Do biodiesel and bitter cold mix?

Do biodiesel and bitter cold mix?

Three cities partnered with Optimus Technologies to keep their fleets going at an 89% runtime on B100, in temperatures as low as -17°F.

Ames, IA, Madison, WI, and Washington DC: three cities that are no stranger to heavy snow and freezing cold, especially with the extreme low temperatures our country has been tackling, recently.

In an effort to test the viability of 100% biodiesel (B100) while reducing urban carbon emissions, those cities partnered with Optimus Technologies to keep their fleets going at an 89% runtime on B100, in temperatures as low as -17°F. Biodiesel is derived from organic materials like plant-based oils, animal fats and used cooking oil.

“By embracing biodiesel, we are taking proactive steps to mitigate the environmental impact of our heavy-duty fleet operations,” said Jason Nordt, fuel management officer of DC Department of Public Works, “It enables us to continue operating even in severe weather conditions like the one we are experiencing now, ensuring our communities’ safety from snow, garbage, and carbon emissions.”

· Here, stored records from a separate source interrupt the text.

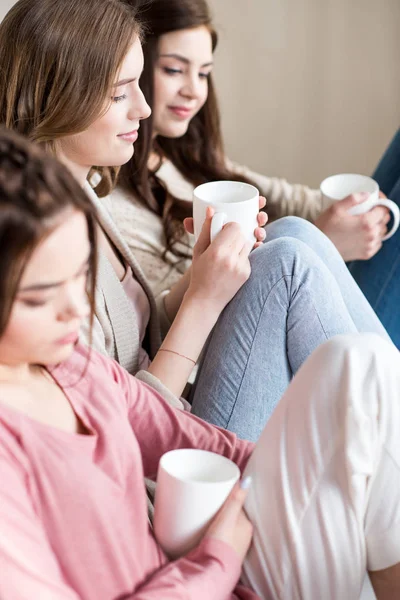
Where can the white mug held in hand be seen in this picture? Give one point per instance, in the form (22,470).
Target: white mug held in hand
(338,187)
(232,201)
(192,485)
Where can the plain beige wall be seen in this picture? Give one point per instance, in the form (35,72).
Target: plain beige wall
(308,87)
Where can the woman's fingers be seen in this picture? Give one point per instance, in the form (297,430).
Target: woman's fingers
(260,234)
(204,238)
(262,202)
(188,224)
(262,219)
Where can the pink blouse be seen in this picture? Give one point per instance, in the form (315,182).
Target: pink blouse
(73,512)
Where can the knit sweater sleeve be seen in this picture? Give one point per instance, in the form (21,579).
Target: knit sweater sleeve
(284,198)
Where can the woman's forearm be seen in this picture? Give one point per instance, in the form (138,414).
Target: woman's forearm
(183,344)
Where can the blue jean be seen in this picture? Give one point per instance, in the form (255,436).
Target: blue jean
(379,277)
(300,293)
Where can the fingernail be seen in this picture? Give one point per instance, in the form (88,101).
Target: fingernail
(246,483)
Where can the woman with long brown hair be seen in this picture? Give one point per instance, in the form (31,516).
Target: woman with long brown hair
(70,82)
(78,433)
(180,146)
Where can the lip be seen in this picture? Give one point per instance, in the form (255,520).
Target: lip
(181,111)
(71,338)
(130,137)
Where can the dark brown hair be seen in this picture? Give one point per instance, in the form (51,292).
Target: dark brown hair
(58,62)
(199,154)
(35,191)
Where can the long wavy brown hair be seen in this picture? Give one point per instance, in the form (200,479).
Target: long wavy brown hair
(58,62)
(35,192)
(199,154)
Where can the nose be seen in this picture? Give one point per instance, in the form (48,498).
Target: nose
(139,109)
(191,87)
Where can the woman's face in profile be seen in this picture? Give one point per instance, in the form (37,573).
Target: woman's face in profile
(109,140)
(181,72)
(51,300)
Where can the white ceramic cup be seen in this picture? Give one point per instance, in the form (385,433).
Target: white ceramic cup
(338,187)
(233,201)
(192,485)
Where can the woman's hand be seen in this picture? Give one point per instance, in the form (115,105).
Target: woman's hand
(219,269)
(231,524)
(262,218)
(259,232)
(357,237)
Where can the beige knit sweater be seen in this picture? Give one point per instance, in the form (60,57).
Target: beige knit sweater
(143,230)
(115,330)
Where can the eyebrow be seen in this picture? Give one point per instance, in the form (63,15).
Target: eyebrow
(184,59)
(47,286)
(124,82)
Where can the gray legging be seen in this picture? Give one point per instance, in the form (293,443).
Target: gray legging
(300,293)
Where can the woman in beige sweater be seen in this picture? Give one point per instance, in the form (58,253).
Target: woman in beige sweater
(180,146)
(69,80)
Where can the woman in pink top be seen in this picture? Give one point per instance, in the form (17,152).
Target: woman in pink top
(78,434)
(69,80)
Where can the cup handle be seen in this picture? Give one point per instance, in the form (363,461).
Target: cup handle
(217,223)
(392,206)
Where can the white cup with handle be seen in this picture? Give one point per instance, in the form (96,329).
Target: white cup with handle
(233,201)
(192,485)
(338,187)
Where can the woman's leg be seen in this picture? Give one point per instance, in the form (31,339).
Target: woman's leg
(354,299)
(325,497)
(379,277)
(291,304)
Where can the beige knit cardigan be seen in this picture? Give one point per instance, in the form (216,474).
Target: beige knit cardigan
(115,330)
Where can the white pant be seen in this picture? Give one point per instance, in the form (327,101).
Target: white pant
(325,498)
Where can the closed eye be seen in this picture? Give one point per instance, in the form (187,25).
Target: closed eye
(170,71)
(117,99)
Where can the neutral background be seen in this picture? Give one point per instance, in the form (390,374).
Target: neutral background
(307,87)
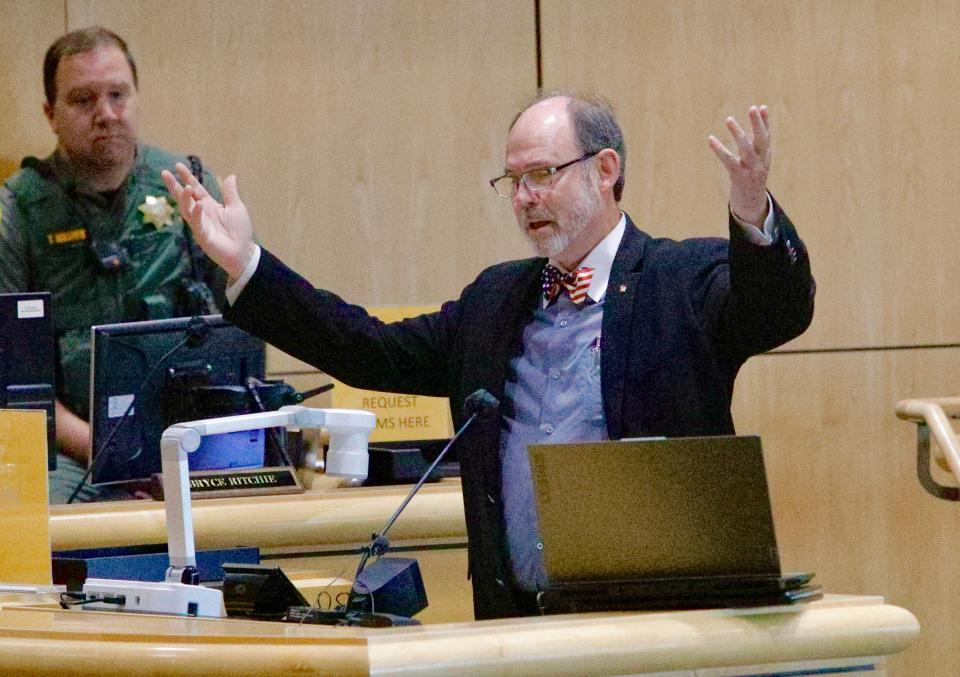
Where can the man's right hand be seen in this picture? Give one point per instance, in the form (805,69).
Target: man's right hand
(223,231)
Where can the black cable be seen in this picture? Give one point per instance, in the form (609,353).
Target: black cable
(251,384)
(105,447)
(69,599)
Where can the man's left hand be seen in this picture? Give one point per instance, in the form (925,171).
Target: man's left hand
(748,171)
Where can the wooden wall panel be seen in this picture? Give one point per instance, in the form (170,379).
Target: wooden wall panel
(862,98)
(28,29)
(842,472)
(362,133)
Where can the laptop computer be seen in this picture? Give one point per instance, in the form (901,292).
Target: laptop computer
(659,524)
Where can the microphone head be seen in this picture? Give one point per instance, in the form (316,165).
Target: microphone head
(481,403)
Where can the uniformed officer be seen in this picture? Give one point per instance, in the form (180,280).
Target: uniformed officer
(94,225)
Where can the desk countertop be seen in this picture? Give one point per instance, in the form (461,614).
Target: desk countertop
(40,639)
(333,517)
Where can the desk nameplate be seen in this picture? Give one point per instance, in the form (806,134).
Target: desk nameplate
(236,482)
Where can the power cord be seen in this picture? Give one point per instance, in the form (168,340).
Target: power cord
(69,599)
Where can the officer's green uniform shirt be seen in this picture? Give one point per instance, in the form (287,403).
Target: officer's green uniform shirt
(105,257)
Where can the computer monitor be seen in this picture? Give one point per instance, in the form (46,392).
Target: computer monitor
(149,375)
(28,360)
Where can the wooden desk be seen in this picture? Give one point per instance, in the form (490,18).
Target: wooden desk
(833,636)
(318,532)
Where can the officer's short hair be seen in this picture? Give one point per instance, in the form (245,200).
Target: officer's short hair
(77,42)
(595,125)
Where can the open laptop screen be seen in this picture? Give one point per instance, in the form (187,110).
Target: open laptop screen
(627,510)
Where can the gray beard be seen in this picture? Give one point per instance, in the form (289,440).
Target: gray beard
(571,227)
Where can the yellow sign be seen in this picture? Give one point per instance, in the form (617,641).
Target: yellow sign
(399,417)
(24,510)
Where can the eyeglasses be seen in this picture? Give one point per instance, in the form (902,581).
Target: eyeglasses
(535,179)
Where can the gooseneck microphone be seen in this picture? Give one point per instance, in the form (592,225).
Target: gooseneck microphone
(478,406)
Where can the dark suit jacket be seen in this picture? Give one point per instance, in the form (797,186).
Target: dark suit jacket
(679,320)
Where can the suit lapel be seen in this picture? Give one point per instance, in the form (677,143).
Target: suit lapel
(618,313)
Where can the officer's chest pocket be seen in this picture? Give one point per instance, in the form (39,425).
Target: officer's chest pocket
(155,257)
(65,265)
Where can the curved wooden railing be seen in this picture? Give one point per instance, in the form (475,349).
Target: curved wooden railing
(932,416)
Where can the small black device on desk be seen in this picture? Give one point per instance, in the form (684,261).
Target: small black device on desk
(27,359)
(406,462)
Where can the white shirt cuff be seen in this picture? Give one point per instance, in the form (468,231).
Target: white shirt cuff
(769,233)
(233,291)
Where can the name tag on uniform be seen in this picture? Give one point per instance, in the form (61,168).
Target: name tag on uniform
(67,236)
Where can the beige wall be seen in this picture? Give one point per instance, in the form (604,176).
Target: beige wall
(364,132)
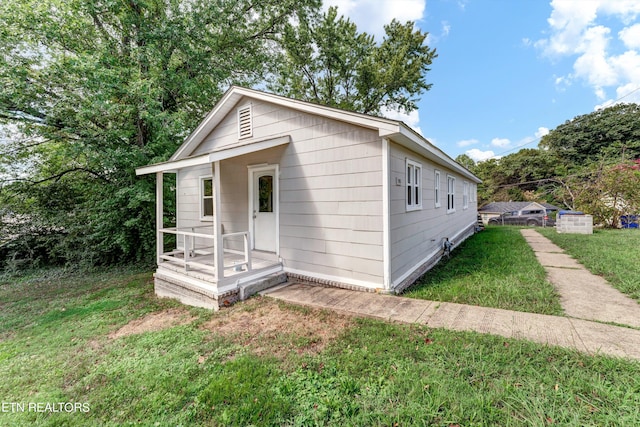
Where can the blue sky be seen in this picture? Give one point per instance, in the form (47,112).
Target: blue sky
(509,70)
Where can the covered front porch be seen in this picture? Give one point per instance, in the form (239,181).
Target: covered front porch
(216,244)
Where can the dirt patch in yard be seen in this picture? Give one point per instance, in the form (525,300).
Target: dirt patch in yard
(153,322)
(269,327)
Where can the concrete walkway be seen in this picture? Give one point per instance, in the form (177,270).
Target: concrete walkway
(582,335)
(582,295)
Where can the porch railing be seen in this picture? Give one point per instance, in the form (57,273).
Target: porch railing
(196,254)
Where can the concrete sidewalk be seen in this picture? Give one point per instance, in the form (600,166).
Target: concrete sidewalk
(582,335)
(582,294)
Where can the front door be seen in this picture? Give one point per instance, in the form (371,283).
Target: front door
(264,214)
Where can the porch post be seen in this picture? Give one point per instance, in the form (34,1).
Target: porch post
(218,251)
(159,216)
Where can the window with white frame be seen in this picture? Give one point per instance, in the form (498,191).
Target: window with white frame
(465,195)
(206,198)
(414,185)
(451,193)
(436,188)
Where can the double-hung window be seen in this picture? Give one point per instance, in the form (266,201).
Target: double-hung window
(451,193)
(436,188)
(465,195)
(414,185)
(206,198)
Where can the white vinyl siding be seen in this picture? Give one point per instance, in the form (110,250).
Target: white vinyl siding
(414,185)
(330,190)
(417,235)
(436,189)
(451,194)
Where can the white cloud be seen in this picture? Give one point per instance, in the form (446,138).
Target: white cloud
(582,29)
(630,36)
(467,142)
(372,15)
(500,142)
(542,131)
(479,155)
(412,119)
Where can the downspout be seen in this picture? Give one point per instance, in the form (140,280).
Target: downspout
(386,216)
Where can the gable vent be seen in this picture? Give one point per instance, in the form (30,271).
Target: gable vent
(245,125)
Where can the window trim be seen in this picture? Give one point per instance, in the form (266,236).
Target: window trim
(436,188)
(465,194)
(451,194)
(413,170)
(201,197)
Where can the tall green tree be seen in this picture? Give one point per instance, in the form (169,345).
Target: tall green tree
(97,88)
(327,61)
(611,135)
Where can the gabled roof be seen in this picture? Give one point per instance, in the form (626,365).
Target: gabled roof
(500,207)
(396,130)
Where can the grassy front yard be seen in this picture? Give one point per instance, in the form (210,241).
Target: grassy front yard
(613,254)
(103,340)
(494,268)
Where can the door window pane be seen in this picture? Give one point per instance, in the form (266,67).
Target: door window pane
(265,193)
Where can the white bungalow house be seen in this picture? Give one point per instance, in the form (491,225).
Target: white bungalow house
(270,187)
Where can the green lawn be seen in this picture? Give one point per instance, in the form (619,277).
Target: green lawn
(494,268)
(613,254)
(265,363)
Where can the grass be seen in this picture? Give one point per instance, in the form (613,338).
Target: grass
(246,366)
(613,254)
(494,268)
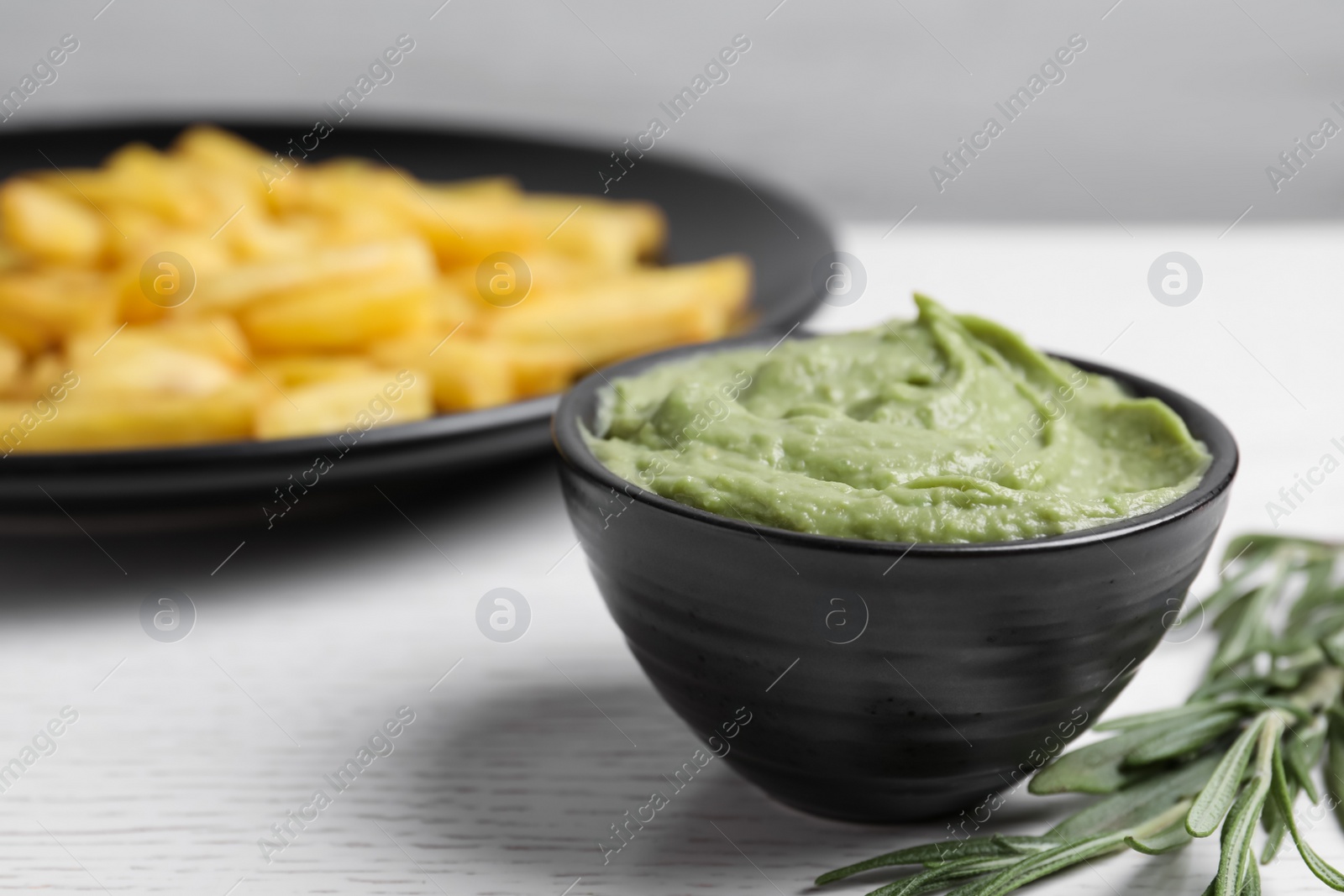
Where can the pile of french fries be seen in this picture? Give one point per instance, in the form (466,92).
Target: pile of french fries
(208,293)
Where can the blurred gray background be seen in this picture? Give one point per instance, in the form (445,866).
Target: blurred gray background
(1173,113)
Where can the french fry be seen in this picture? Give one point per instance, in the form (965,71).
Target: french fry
(134,419)
(289,371)
(11,367)
(316,284)
(340,317)
(38,308)
(638,313)
(239,286)
(50,226)
(218,338)
(366,401)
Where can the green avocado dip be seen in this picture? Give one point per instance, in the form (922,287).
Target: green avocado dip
(945,429)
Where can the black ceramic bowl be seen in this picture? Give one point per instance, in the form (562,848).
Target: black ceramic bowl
(884,681)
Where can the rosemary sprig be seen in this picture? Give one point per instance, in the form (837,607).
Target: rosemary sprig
(1234,757)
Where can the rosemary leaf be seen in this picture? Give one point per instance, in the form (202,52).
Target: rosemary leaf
(1247,812)
(942,876)
(1136,806)
(1184,739)
(942,853)
(1317,866)
(1220,793)
(1168,840)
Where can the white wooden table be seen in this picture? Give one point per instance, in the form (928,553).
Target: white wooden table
(312,634)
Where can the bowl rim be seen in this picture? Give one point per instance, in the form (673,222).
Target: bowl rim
(575,456)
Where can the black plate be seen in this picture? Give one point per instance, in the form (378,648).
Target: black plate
(709,214)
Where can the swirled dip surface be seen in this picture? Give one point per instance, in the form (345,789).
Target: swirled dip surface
(941,429)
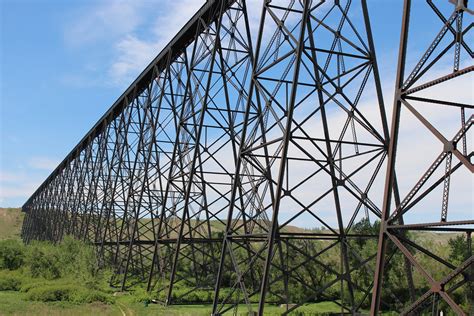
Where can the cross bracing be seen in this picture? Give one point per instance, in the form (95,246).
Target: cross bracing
(239,132)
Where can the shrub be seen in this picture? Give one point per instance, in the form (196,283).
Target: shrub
(43,262)
(66,292)
(10,281)
(12,254)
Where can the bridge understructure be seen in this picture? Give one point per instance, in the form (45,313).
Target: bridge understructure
(251,161)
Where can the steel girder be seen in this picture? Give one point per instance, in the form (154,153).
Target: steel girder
(312,149)
(430,87)
(219,148)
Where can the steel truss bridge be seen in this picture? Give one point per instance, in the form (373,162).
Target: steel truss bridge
(239,132)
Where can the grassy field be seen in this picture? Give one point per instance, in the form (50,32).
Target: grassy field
(20,302)
(15,303)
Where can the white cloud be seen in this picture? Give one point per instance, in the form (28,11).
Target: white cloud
(43,163)
(134,53)
(111,18)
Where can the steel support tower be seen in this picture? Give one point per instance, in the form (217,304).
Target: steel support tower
(433,97)
(242,130)
(312,149)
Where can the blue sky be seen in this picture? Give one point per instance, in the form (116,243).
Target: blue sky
(63,63)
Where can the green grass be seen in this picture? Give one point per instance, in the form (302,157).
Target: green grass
(16,303)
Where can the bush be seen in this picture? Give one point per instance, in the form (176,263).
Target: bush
(10,281)
(66,292)
(12,254)
(43,262)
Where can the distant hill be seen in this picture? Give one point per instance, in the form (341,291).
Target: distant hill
(11,220)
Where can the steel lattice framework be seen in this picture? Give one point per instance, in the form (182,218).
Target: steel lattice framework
(236,133)
(443,65)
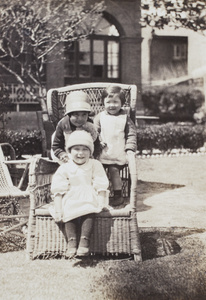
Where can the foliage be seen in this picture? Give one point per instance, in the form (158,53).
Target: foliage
(178,13)
(24,142)
(5,103)
(174,104)
(170,136)
(31,30)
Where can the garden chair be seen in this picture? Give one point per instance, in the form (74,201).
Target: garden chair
(10,194)
(116,231)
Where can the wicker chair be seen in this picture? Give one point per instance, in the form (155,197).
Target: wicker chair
(9,193)
(115,232)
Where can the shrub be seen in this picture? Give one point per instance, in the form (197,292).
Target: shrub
(177,104)
(170,136)
(24,142)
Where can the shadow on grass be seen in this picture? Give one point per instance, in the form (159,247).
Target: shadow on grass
(147,189)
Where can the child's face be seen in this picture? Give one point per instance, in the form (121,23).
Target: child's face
(80,154)
(112,104)
(79,118)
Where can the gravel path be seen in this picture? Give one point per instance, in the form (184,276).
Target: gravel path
(172,192)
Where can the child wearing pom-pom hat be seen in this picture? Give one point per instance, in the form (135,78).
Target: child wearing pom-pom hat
(76,118)
(80,189)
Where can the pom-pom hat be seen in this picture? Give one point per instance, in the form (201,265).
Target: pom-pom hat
(80,137)
(77,101)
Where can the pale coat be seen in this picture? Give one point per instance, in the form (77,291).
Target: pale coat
(118,132)
(79,185)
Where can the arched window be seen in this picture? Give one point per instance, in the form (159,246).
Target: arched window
(96,58)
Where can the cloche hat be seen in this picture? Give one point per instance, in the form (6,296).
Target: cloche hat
(80,137)
(77,101)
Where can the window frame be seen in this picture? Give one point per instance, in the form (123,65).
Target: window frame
(91,77)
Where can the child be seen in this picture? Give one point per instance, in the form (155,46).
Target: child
(117,135)
(80,190)
(76,118)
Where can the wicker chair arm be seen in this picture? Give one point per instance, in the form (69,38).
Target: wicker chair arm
(12,152)
(40,196)
(134,177)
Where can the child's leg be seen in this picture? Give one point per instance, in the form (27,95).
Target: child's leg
(116,184)
(115,178)
(58,208)
(87,222)
(71,233)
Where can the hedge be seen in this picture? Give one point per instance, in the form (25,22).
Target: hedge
(163,137)
(170,136)
(24,142)
(172,105)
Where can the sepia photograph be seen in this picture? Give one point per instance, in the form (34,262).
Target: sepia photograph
(103,149)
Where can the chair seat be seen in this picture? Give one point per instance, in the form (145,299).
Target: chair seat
(12,191)
(122,212)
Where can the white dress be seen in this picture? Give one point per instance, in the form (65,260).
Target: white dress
(113,135)
(79,185)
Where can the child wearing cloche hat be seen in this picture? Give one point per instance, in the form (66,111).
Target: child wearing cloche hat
(80,189)
(76,118)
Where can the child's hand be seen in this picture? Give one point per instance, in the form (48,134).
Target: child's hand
(130,152)
(64,157)
(58,217)
(103,145)
(107,208)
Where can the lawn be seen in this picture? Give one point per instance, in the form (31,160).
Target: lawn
(173,266)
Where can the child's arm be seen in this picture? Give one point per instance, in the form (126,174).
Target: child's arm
(130,136)
(98,129)
(101,184)
(58,144)
(58,207)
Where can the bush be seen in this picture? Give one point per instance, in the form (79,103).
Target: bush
(24,142)
(177,104)
(170,136)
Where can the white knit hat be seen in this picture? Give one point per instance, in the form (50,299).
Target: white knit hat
(77,101)
(80,137)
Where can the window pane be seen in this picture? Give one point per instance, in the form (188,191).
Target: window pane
(113,59)
(69,68)
(84,58)
(98,59)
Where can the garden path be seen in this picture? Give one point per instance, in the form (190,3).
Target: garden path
(172,191)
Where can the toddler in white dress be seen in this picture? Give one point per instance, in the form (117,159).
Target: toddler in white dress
(80,189)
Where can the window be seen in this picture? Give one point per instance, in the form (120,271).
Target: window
(96,58)
(179,51)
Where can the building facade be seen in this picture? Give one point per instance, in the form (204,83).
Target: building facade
(111,54)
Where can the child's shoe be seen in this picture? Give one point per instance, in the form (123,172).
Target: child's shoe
(116,200)
(83,249)
(72,248)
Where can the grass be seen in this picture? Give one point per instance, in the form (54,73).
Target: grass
(178,276)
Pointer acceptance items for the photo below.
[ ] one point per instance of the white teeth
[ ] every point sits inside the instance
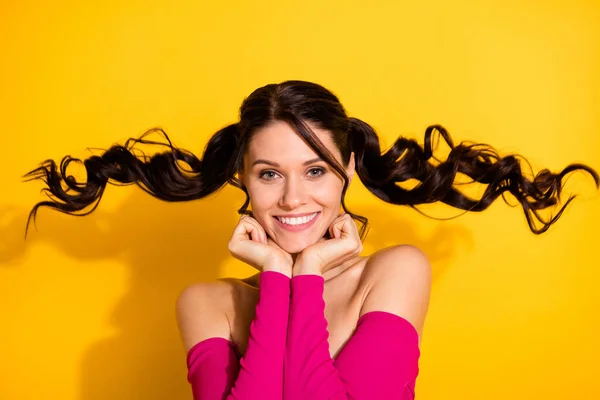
(297, 221)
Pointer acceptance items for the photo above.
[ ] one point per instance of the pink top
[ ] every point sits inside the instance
(289, 334)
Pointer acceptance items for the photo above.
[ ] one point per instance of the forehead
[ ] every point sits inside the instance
(279, 140)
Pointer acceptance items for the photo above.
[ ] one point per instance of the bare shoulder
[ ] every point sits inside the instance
(201, 311)
(399, 282)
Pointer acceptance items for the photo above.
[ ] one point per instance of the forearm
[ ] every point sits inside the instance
(215, 370)
(261, 368)
(309, 370)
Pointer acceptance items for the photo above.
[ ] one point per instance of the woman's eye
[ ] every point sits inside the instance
(268, 175)
(316, 172)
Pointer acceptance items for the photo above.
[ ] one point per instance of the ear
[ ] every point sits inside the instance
(351, 168)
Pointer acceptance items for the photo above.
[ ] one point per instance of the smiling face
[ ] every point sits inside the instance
(294, 194)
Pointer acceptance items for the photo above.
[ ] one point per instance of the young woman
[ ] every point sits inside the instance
(318, 320)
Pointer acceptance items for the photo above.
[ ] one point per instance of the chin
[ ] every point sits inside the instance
(296, 247)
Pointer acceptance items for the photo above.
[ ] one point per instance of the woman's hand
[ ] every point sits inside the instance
(320, 257)
(250, 244)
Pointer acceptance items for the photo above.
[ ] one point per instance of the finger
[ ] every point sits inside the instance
(260, 229)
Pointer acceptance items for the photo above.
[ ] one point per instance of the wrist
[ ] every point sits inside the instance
(281, 268)
(305, 269)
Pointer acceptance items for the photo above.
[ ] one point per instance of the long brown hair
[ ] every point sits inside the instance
(297, 103)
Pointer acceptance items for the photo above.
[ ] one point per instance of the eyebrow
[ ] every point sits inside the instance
(274, 164)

“Our work in city government is important year-round but especially so during inclement winter weather events, when plowing and salting the streets becomes an urgent priority for our communities to function.” said Mahanth Joishy, fleet superintendent for the City of Madison, WI. “Using B100 affirms our dedication to domestic energy security and independence, supporting the local Wisconsin economy, and a greener and more sustainable urban environment for residents and future generations, all without compromising on our mission to serve the public during emergencies and at all times. B100 works for us in all seasons as it will for any fleet anywhere.”